“Without food we cannot learn!” is Janet’s confident reply to her teacher as she asks the 70 children of ClassA3 about the importance of school meals. All the pupils at Atomic D, a school on the outskirts of Accra, Ghana, are given daily school meals.
The meals make a big difference and Janet is one of the lucky ones - every day sixty million children go to school hungry in developing countries. Children that don’t eat don’t learn. In addition to this, 600 million children have reduced access to education and poor health due to entirely preventable parasite worm infections.
In the same communities, smallholder farmers, often unable to reach a market, struggle to make a living selling their food. The solution is clear: local food for local children - Home Grown School Feeding Programs (GSFP) which look after the health and wealth of the whole community.

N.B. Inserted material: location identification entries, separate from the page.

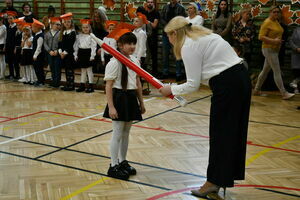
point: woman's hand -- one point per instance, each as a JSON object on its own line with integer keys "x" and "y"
{"x": 113, "y": 113}
{"x": 165, "y": 90}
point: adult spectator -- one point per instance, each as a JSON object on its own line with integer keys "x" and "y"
{"x": 270, "y": 34}
{"x": 193, "y": 16}
{"x": 152, "y": 31}
{"x": 168, "y": 12}
{"x": 243, "y": 33}
{"x": 221, "y": 23}
{"x": 26, "y": 13}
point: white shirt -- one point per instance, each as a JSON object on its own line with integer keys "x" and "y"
{"x": 2, "y": 34}
{"x": 203, "y": 59}
{"x": 111, "y": 42}
{"x": 197, "y": 20}
{"x": 140, "y": 49}
{"x": 85, "y": 41}
{"x": 113, "y": 71}
{"x": 39, "y": 46}
{"x": 25, "y": 44}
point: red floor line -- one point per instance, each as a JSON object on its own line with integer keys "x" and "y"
{"x": 25, "y": 91}
{"x": 169, "y": 131}
{"x": 11, "y": 119}
{"x": 239, "y": 185}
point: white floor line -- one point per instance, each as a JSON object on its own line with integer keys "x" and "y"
{"x": 54, "y": 127}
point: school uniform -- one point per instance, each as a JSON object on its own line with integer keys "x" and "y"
{"x": 125, "y": 102}
{"x": 66, "y": 46}
{"x": 38, "y": 55}
{"x": 14, "y": 71}
{"x": 105, "y": 56}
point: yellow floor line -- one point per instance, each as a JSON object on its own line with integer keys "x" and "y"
{"x": 84, "y": 189}
{"x": 250, "y": 160}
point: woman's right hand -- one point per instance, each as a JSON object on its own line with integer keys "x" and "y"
{"x": 113, "y": 113}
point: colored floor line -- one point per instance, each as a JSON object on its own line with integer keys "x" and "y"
{"x": 26, "y": 91}
{"x": 252, "y": 121}
{"x": 239, "y": 185}
{"x": 256, "y": 156}
{"x": 81, "y": 190}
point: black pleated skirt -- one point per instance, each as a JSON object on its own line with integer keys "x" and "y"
{"x": 84, "y": 58}
{"x": 27, "y": 57}
{"x": 126, "y": 104}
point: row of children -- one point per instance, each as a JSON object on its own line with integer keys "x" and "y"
{"x": 62, "y": 47}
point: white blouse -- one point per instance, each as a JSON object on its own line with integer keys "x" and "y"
{"x": 111, "y": 42}
{"x": 197, "y": 20}
{"x": 113, "y": 71}
{"x": 203, "y": 59}
{"x": 141, "y": 45}
{"x": 85, "y": 41}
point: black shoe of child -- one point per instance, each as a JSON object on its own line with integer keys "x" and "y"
{"x": 81, "y": 87}
{"x": 116, "y": 172}
{"x": 90, "y": 89}
{"x": 124, "y": 166}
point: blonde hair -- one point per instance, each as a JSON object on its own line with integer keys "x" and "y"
{"x": 183, "y": 29}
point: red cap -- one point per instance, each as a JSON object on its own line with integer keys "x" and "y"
{"x": 117, "y": 33}
{"x": 142, "y": 17}
{"x": 67, "y": 16}
{"x": 12, "y": 13}
{"x": 85, "y": 21}
{"x": 37, "y": 23}
{"x": 54, "y": 19}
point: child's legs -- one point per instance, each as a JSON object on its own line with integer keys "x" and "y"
{"x": 90, "y": 74}
{"x": 118, "y": 127}
{"x": 83, "y": 75}
{"x": 124, "y": 141}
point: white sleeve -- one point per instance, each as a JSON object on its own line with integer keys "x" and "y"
{"x": 76, "y": 47}
{"x": 111, "y": 70}
{"x": 193, "y": 68}
{"x": 39, "y": 47}
{"x": 93, "y": 49}
{"x": 142, "y": 40}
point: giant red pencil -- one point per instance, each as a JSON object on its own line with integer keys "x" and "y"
{"x": 142, "y": 73}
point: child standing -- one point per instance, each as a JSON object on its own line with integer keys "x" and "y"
{"x": 14, "y": 70}
{"x": 105, "y": 56}
{"x": 67, "y": 39}
{"x": 2, "y": 47}
{"x": 125, "y": 104}
{"x": 38, "y": 52}
{"x": 51, "y": 47}
{"x": 84, "y": 53}
{"x": 27, "y": 54}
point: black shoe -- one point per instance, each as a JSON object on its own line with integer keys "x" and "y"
{"x": 81, "y": 87}
{"x": 126, "y": 167}
{"x": 116, "y": 172}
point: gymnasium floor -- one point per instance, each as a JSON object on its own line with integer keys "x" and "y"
{"x": 55, "y": 145}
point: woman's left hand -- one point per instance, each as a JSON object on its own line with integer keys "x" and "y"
{"x": 165, "y": 90}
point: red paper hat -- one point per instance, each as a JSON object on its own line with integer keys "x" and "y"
{"x": 54, "y": 19}
{"x": 85, "y": 21}
{"x": 142, "y": 17}
{"x": 37, "y": 23}
{"x": 109, "y": 22}
{"x": 117, "y": 33}
{"x": 67, "y": 16}
{"x": 123, "y": 25}
{"x": 12, "y": 13}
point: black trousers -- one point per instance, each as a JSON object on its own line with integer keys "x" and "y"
{"x": 229, "y": 116}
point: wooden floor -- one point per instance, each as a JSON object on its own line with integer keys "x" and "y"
{"x": 55, "y": 145}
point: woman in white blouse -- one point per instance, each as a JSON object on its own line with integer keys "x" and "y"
{"x": 193, "y": 16}
{"x": 209, "y": 59}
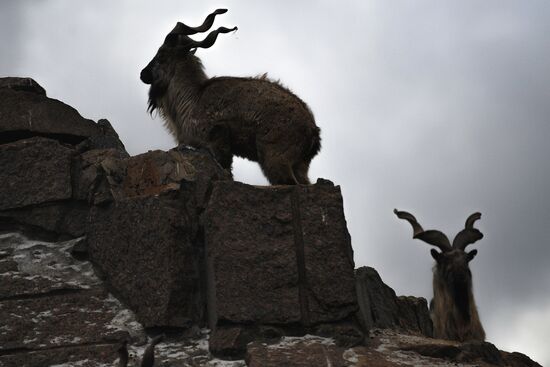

In partnership with the Partnership for Child Development (PCD), a global leader in the field of school health and nutrition programs, Dubai Cares is supporting the Government of Ghana to improve the education, health and nutrition of over 300,000 school age children living in poverty and food insecurity. At the same time, the program is providing farmer communities with reliable markets to sell their produce.
School health and nutrition interventions have been shown to improve not only children’s health and nutrition, but also their learning potential and life choices both in the short- and long-term. As such, these interventions are recognized as making a significant contribution towards countries’ efforts to achieve Education for All and their Millennium Development Goals.
In Africa, the Government of Ghana is at the forefront of developing programs which tackle these issues. The GSFP began as a pilot in 10 schools in late 2005 and since has progressively grown to serve 4500 schools and 1,600,000 pupils in 170 districts. Before the GSFP, students used to pay for their meals. Those who could not afford their food either borrowed money or stayed without food.
As recalled by Janet’s classmate Isaac “…without school meals, some pupils can faint in class. Others start stealing their friends’ money, or even stop going to school…”
Dubai Cares, with the support of PCD, is working with the GSFP to improve the nutritional quality of the food being provided, ensuring that the nutrition requirements for energy, protein, vitamins A and C, Iron, Zinc and iodine of children 7-10 years old can be met using a variety of foods.